Attirer des “nouveaux cerveaux”

Dans le détail, cette proposition de loi vise à ajouter une nouvelle catégorie aux bénéficiaires de cette protection : “les scientifiques et les chercheurs” qui “risquent de subir une atteinte grave et individuelle à leur liberté académique en raison de menaces ou d’une privation de liberté arbitraire”. Un tel statut, explique d’ailleurs l’ancien chef de l’État, “rappellerait que la liberté de la recherche et d’expression est une valeur fondamentale des sociétés démocratiques”, tout en permettant de simplifier les démarches administratives. “Ce qui peut rebuter un chercheur d’aller dans un autre pays”, comme la France, ce sont les procédures compliquées ou encore la non assurance de pouvoir rester dans le pays.
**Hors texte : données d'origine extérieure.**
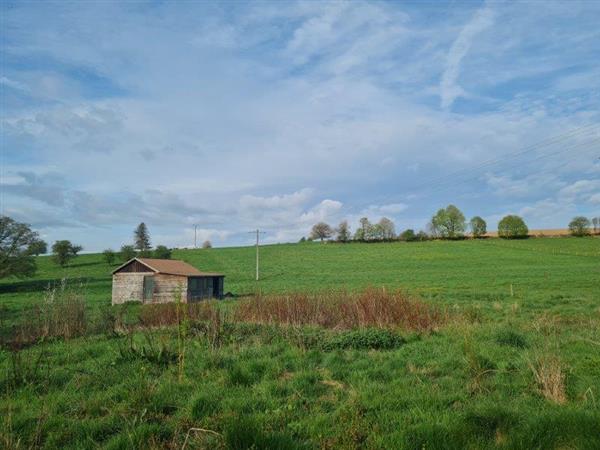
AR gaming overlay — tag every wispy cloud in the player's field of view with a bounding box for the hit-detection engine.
[440,4,494,108]
[0,1,600,250]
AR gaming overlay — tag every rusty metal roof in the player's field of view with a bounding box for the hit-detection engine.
[113,258,225,277]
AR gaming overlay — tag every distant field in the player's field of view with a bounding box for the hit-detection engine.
[486,228,571,237]
[0,238,600,315]
[0,237,600,449]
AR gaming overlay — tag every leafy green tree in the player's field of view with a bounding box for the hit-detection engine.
[133,222,151,255]
[354,217,373,241]
[154,245,171,259]
[335,220,351,242]
[498,215,529,239]
[469,216,487,238]
[310,222,333,242]
[431,205,466,239]
[0,216,43,278]
[417,230,431,241]
[377,217,396,241]
[120,245,137,261]
[569,216,591,237]
[367,223,383,241]
[28,239,48,256]
[400,228,417,242]
[102,248,117,266]
[52,239,83,267]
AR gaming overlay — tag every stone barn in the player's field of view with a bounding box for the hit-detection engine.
[112,258,225,305]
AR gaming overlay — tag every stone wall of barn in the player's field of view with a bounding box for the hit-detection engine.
[152,273,187,303]
[112,272,153,305]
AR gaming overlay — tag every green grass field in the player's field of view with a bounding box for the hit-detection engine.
[0,238,600,449]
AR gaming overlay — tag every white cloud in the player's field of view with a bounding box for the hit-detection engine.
[1,2,600,249]
[588,192,600,205]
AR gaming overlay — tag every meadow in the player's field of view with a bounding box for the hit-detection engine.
[0,237,600,449]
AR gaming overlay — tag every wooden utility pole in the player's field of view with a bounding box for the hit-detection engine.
[250,228,265,281]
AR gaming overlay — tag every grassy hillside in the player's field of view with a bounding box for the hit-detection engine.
[0,238,600,449]
[0,238,600,310]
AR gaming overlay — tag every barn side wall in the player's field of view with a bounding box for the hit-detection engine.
[152,274,187,303]
[112,272,153,305]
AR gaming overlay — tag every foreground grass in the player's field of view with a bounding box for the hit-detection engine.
[0,316,600,449]
[0,238,600,449]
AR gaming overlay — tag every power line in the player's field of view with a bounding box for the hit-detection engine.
[248,228,266,281]
[404,124,600,198]
[418,137,600,198]
[366,124,600,207]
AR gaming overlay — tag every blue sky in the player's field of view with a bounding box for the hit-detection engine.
[0,1,600,251]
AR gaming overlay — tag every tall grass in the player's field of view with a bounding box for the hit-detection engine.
[529,354,567,404]
[234,288,447,332]
[2,279,88,350]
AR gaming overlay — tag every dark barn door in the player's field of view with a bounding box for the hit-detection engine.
[144,275,154,302]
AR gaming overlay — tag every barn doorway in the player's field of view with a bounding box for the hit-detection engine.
[144,275,154,302]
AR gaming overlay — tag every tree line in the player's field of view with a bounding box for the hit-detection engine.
[308,205,600,242]
[0,216,178,279]
[102,222,172,265]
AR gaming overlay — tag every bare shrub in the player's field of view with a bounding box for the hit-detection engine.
[139,301,216,328]
[233,288,446,331]
[529,355,567,404]
[2,279,88,349]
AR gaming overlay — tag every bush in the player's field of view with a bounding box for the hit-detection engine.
[469,216,487,238]
[154,245,171,259]
[52,240,82,267]
[569,216,591,237]
[498,215,529,239]
[400,228,417,242]
[496,330,528,348]
[431,205,466,239]
[121,245,137,261]
[102,248,117,266]
[322,328,406,351]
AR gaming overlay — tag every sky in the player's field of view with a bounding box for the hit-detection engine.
[0,0,600,251]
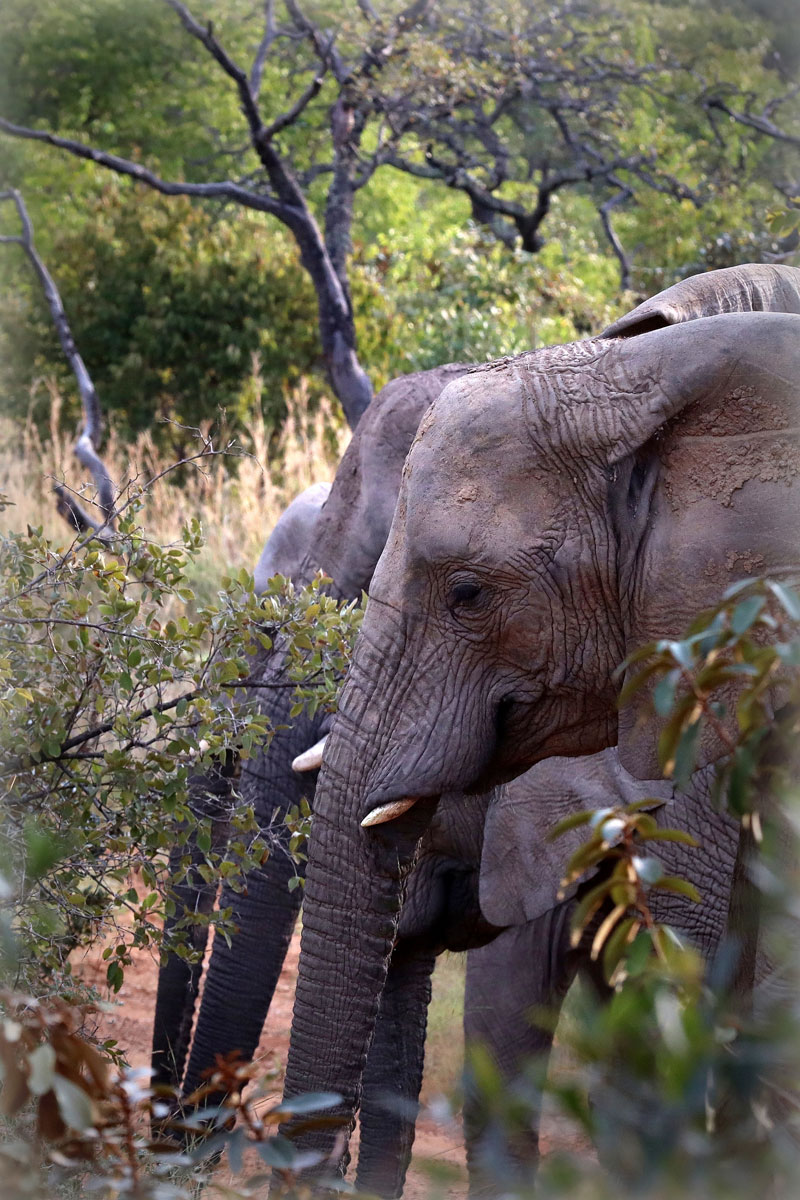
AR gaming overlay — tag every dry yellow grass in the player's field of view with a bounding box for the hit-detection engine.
[0,364,349,583]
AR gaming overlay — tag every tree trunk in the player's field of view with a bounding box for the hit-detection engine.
[356,940,435,1200]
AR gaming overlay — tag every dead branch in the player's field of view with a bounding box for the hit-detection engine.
[0,188,116,535]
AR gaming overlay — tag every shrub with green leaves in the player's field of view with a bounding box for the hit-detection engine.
[0,472,360,992]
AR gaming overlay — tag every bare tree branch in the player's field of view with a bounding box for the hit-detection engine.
[0,188,116,533]
[249,0,277,100]
[0,116,287,221]
[703,95,800,146]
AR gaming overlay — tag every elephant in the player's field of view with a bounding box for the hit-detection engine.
[152,364,468,1094]
[284,258,800,1170]
[151,482,330,1090]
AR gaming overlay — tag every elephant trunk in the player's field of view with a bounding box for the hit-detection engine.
[278,665,432,1171]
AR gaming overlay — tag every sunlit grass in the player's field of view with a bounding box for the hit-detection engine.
[0,362,349,599]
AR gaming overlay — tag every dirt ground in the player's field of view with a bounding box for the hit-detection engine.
[76,931,590,1200]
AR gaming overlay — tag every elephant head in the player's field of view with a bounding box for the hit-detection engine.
[287,260,800,1148]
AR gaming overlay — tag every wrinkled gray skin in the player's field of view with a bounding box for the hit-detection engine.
[280,266,800,1180]
[152,365,468,1156]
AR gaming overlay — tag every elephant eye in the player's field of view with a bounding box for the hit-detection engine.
[449,580,481,608]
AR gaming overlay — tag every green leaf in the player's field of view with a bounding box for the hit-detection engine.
[654,875,702,904]
[766,580,800,620]
[547,809,594,841]
[730,595,766,635]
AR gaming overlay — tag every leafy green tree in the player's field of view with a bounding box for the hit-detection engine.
[2,0,798,439]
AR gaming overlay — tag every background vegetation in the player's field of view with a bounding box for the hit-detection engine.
[0,0,800,1200]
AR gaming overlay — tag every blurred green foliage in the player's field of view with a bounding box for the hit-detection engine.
[0,0,793,440]
[455,578,800,1200]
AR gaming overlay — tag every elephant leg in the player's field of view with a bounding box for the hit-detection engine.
[464,904,578,1195]
[176,662,324,1104]
[356,941,435,1200]
[152,755,235,1090]
[184,846,302,1103]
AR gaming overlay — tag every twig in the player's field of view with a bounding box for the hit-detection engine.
[0,188,115,533]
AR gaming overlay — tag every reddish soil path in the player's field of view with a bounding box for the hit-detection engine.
[74,932,590,1200]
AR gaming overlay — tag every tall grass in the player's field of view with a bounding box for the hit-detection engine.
[0,361,349,594]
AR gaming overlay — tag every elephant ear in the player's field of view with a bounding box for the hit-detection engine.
[601,263,800,337]
[597,312,800,779]
[309,362,473,598]
[480,750,673,925]
[253,482,331,592]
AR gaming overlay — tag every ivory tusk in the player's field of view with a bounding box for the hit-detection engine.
[291,737,327,775]
[361,796,420,829]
Il faut donc, selon François Hollande, “ouvrir très rapidement un cadre juridique durable et simple”, et le “faire maintenant, car c’est maintenant qu’il y a des licenciements et des fermetures de laboratoires”. Car il s’agit également pour la France de se positionner pour séduire de nouveaux cerveaux. “Nous ne sommes pas les seuls à vouloir les attirer”, a expliqué le député, prenant l’exemple de la Chine “qui fait des efforts considérables pour faire revenir” de nombreux chercheurs sino-américains. À noter que le Royaume-Uni et l’Allemagne ont également ouvert leurs portes à ces talents venus d’outre-Atlantique.

Les candidatures affluent en France

Selon un sondage publié fin mars par la revue Nature, plus de 75% des 1 600 scientifiques interrogés songent à quitter les États-Unis. En France, leur accueil s’organise déjà. Début mars, le ministre chargé de l’Enseignement supérieur et de la Recherche, Philippe Baptiste, a appelé les universités françaises à réfléchir à des moyens d’accueillir les chercheurs américains. Plusieurs d’entre elles y ont répondu, notamment celle d’Aix-Marseille.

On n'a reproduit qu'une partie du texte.